Many experts said they were not comfortable traveling unless they could drive their own cars. But those who had braved crowds in airports, for instance, said that they tried to minimize the risks with things they can control, like when and where they unmask.

“I try to avoid eating in the airport, and when I’m on the plane I usually bring my own food and eat quickly,” said Dr. Steven Pergam, an infectious-disease physician-scientist at Fred Hutchinson Cancer Research Center in Seattle who takes care of cancer patients and is on immunosuppressive drugs himself as a result of a kidney transplant in 2003.

Once he’s at his destination, Dr. Pergam heads quickly to his hotel room rather than mingling in the hotel bar or lobby. Others said that they picked outdoor activities at their destinations, or minimized the number of people they met with.

Along with the risks and benefits of various activities, people who are immunocompromised often have to consider how many holidays they have left to celebrate, said Dr. Kari Krenzer, a pediatrician at Children’s Hospital & Medical Center in Omaha who has been flying to visit her husband while he gets treatment for leukemia at M.D. Anderson Cancer Center in Houston. He has also flown a handful of times to be with family, and the couple will make a trip to New York to see their youngest daughter perform in the Macy’s Thanksgiving Day Parade.

“We’ve kind of had to strike a balance between safety and making memories,” she said.

When Dr. White considers taking part in social gatherings, especially indoor ones, a factor that tips the balance in favor of attending is the vaccination status of everyone else in the room. She recently attended a bat mitzvah because the hosts had requested that everyone be vaccinated and boosted and take a rapid test the day of the event. “But there are other upcoming events that I will be declining because similar precautions are not in place,” Dr. White said. She and her family have decided to keep Thanksgiving small and close to home this year, yet again.

This will be the first Thanksgiving that Kelly Hills, a biological risk expert and a founder of the consulting firm Rogue Bioethics, plans to travel since the start of the pandemic. Ms.
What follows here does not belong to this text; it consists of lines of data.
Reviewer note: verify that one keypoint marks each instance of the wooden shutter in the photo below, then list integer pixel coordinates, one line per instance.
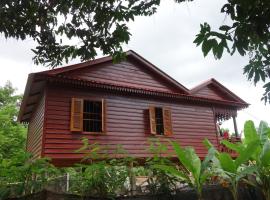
(152, 117)
(167, 121)
(76, 119)
(103, 115)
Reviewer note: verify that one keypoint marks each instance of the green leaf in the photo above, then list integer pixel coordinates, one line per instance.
(250, 132)
(208, 158)
(227, 163)
(232, 146)
(265, 155)
(246, 153)
(224, 28)
(173, 171)
(207, 143)
(263, 131)
(188, 158)
(207, 45)
(199, 39)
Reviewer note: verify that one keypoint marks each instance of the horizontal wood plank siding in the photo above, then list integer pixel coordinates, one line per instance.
(35, 130)
(127, 124)
(124, 73)
(210, 91)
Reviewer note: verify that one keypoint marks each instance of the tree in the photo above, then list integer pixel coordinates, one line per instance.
(12, 134)
(102, 26)
(248, 32)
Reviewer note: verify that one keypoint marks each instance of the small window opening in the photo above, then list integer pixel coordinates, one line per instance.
(92, 116)
(159, 121)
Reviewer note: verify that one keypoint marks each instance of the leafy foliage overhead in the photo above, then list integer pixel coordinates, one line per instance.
(94, 25)
(12, 134)
(248, 32)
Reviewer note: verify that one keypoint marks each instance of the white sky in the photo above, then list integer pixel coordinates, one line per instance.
(166, 40)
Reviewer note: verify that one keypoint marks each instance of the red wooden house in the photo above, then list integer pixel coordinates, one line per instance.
(125, 103)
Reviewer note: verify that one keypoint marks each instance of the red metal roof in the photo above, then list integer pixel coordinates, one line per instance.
(37, 81)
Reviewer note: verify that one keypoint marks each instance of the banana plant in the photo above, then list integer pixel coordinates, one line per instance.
(255, 148)
(193, 171)
(260, 157)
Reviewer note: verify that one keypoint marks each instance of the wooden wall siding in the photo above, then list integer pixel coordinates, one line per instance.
(124, 73)
(127, 123)
(35, 130)
(212, 92)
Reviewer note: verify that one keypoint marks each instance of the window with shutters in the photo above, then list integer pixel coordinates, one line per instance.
(92, 116)
(160, 121)
(87, 115)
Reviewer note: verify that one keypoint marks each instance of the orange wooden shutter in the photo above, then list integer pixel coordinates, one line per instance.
(76, 119)
(103, 116)
(152, 116)
(167, 121)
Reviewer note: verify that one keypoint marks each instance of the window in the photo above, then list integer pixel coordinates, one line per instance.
(87, 115)
(92, 116)
(160, 121)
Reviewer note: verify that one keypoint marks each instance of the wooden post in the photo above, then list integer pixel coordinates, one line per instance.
(132, 179)
(235, 126)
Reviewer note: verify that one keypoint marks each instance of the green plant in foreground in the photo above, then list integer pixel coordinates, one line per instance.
(256, 146)
(21, 175)
(194, 171)
(158, 180)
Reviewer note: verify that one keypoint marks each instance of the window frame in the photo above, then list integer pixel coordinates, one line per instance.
(153, 131)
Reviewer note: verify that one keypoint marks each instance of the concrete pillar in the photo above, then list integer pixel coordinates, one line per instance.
(235, 126)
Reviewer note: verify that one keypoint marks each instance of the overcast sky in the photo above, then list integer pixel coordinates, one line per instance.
(166, 40)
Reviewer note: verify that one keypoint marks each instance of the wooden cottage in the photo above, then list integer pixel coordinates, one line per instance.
(119, 104)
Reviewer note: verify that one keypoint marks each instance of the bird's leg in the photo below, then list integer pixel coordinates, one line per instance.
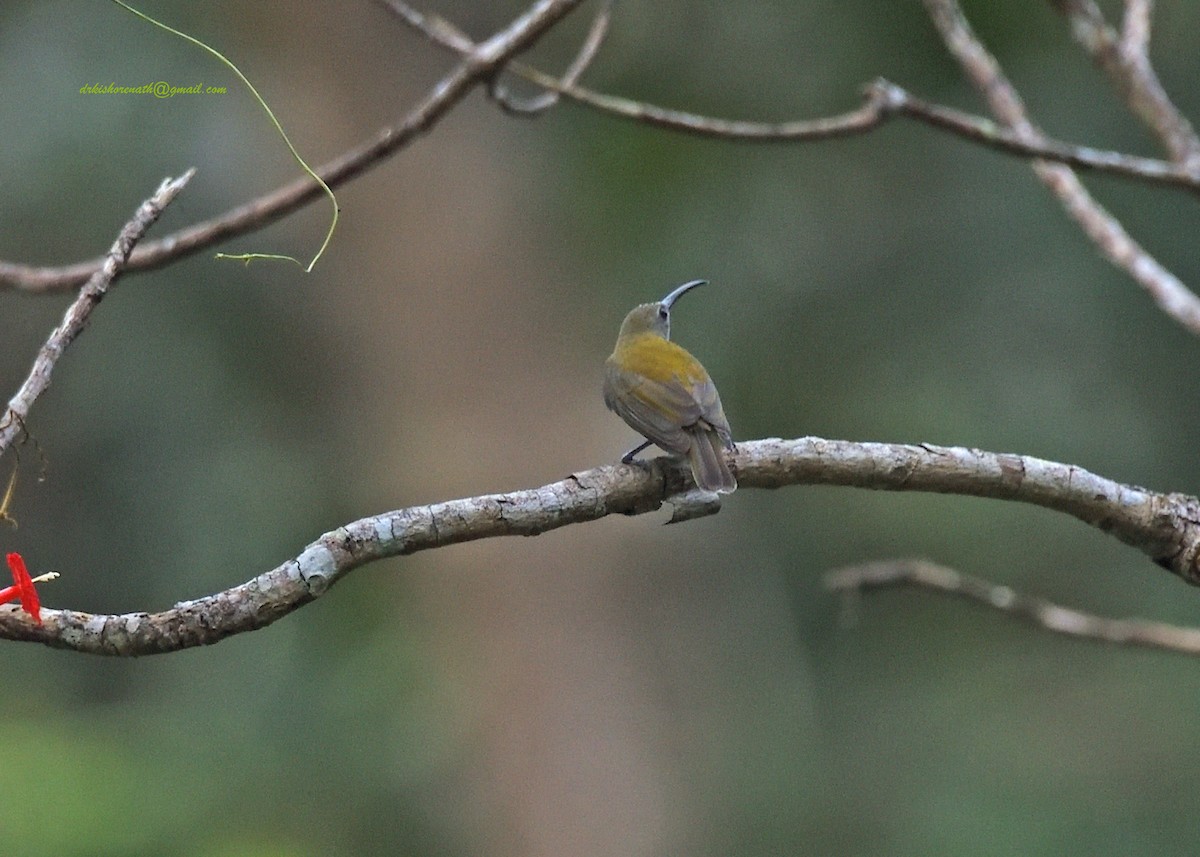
(628, 457)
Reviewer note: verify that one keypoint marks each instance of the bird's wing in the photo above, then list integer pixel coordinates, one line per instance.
(657, 409)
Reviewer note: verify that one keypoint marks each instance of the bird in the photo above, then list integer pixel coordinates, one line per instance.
(665, 394)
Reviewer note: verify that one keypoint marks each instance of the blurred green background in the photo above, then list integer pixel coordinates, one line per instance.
(618, 688)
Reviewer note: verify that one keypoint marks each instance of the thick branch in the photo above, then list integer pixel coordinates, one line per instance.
(1167, 527)
(478, 65)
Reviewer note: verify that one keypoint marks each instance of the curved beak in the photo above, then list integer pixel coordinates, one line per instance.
(675, 295)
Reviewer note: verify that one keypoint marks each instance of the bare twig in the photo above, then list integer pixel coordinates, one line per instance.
(540, 103)
(77, 315)
(1167, 527)
(1039, 611)
(1126, 59)
(477, 66)
(883, 100)
(1168, 291)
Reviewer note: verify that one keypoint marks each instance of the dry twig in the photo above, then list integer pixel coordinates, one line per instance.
(77, 315)
(1053, 617)
(477, 66)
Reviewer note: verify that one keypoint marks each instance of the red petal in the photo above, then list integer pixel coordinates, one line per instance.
(25, 589)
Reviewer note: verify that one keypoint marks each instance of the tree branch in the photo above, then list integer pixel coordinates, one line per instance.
(1168, 291)
(1126, 59)
(1167, 527)
(77, 315)
(1044, 613)
(477, 66)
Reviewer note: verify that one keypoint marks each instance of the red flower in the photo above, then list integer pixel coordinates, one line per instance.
(23, 588)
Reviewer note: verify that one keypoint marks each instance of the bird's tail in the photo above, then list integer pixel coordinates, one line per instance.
(706, 454)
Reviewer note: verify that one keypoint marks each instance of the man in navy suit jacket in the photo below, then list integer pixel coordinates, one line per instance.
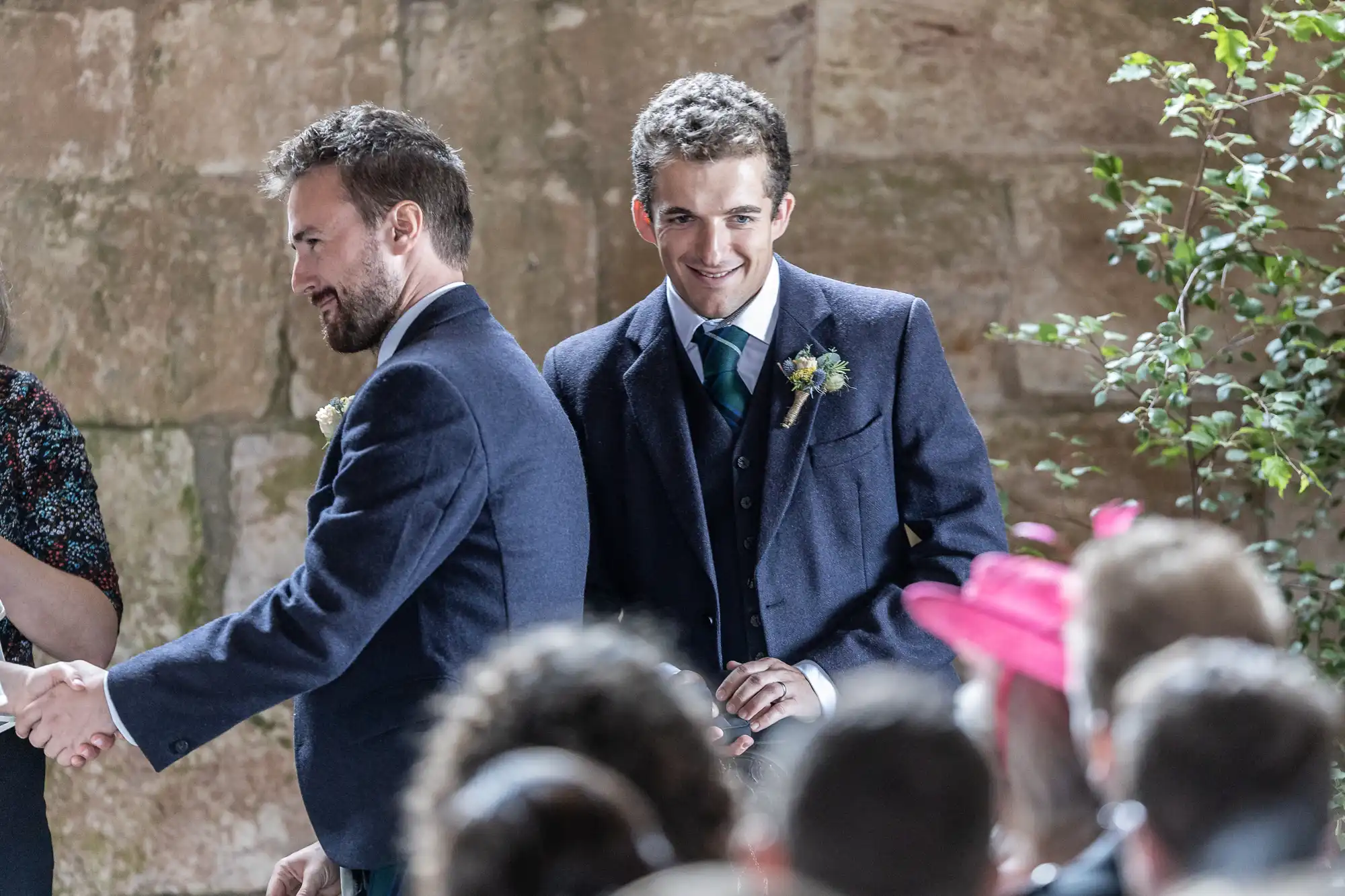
(777, 553)
(450, 509)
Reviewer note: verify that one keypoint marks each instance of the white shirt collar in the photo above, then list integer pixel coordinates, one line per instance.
(758, 319)
(395, 337)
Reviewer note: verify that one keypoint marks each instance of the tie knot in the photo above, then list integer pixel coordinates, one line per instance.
(707, 337)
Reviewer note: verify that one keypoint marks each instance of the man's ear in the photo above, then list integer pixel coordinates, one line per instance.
(644, 221)
(781, 222)
(408, 224)
(1148, 866)
(1102, 755)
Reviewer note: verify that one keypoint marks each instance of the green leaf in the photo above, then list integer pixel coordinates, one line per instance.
(1305, 124)
(1130, 73)
(1277, 473)
(1203, 15)
(1231, 48)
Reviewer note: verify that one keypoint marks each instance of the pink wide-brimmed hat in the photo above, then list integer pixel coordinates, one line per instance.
(1012, 607)
(1011, 610)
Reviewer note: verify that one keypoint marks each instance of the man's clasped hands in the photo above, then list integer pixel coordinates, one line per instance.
(61, 709)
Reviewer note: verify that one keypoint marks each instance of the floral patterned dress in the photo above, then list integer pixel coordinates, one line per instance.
(49, 507)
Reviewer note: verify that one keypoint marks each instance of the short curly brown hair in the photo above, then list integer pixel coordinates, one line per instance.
(598, 692)
(707, 118)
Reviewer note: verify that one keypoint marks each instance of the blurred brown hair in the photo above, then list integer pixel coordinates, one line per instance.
(1043, 786)
(598, 692)
(1229, 747)
(545, 822)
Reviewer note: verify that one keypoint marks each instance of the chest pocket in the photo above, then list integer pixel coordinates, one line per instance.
(847, 448)
(318, 502)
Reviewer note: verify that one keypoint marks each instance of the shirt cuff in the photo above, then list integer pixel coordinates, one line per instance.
(116, 719)
(822, 685)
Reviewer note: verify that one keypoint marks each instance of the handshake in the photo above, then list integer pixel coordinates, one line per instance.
(60, 708)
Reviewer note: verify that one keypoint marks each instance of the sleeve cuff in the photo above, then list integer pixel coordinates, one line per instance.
(116, 719)
(822, 686)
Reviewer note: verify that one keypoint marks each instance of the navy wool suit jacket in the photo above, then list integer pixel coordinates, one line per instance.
(896, 450)
(450, 509)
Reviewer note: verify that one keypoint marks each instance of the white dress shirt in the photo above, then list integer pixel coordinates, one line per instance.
(385, 350)
(758, 319)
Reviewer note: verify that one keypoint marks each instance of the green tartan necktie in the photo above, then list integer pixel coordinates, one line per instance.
(720, 353)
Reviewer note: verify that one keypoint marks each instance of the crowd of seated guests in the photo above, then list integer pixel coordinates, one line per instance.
(1130, 724)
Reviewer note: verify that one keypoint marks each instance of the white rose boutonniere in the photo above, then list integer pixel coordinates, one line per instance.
(330, 415)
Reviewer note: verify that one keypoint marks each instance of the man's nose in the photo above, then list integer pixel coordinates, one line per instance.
(302, 280)
(715, 240)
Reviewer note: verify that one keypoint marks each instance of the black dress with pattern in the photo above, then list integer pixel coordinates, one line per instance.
(49, 507)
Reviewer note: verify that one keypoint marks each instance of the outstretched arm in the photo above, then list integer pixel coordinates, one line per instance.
(410, 486)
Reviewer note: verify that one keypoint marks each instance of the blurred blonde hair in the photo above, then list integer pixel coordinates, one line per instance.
(1157, 583)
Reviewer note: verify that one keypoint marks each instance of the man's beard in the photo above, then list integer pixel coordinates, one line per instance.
(365, 313)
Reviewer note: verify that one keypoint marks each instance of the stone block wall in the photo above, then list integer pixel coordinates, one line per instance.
(938, 147)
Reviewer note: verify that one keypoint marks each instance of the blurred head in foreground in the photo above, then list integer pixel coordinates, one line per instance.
(1223, 763)
(1148, 588)
(597, 692)
(891, 797)
(547, 822)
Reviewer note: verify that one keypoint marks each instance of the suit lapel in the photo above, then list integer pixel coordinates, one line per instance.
(804, 321)
(654, 391)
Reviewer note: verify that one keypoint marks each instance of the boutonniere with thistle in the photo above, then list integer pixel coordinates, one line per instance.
(329, 416)
(812, 376)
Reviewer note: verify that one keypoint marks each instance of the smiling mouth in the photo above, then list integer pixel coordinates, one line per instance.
(709, 275)
(323, 300)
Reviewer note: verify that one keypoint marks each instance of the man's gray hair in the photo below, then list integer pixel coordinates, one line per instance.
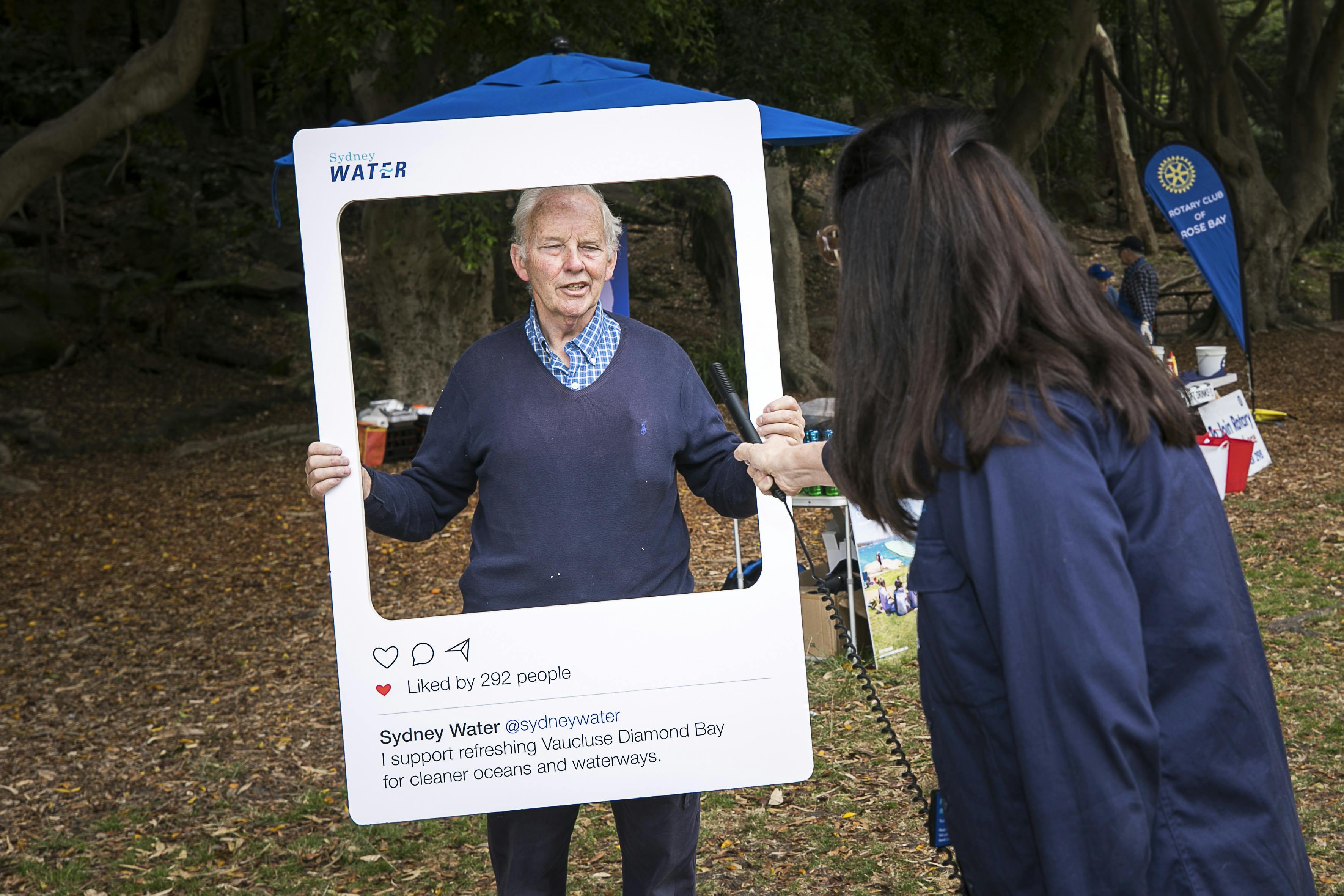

Hills has an autoimmune condition, and though she is getting on an airplane she, too, will limit time spent indoors with larger groups. Many experts interviewed for this article said they would not eat indoors at restaurants even if they were away from home, because people in public settings might not be vaccinated. Nearly all of them said they had not been to a movie theater, seen live music or participated in other favorite indoor activities since the pandemic began.

“All of these choices on how to protect yourself against society, they all cost money, and they all take time and effort,” Ms. Hills said. “And those are the three things that you tend to have the least amount of when you are at the poorest levels of society, as many disabled and immunocompromised people are,” she said, adding that she considered herself privileged to be able to decide whether to travel and how.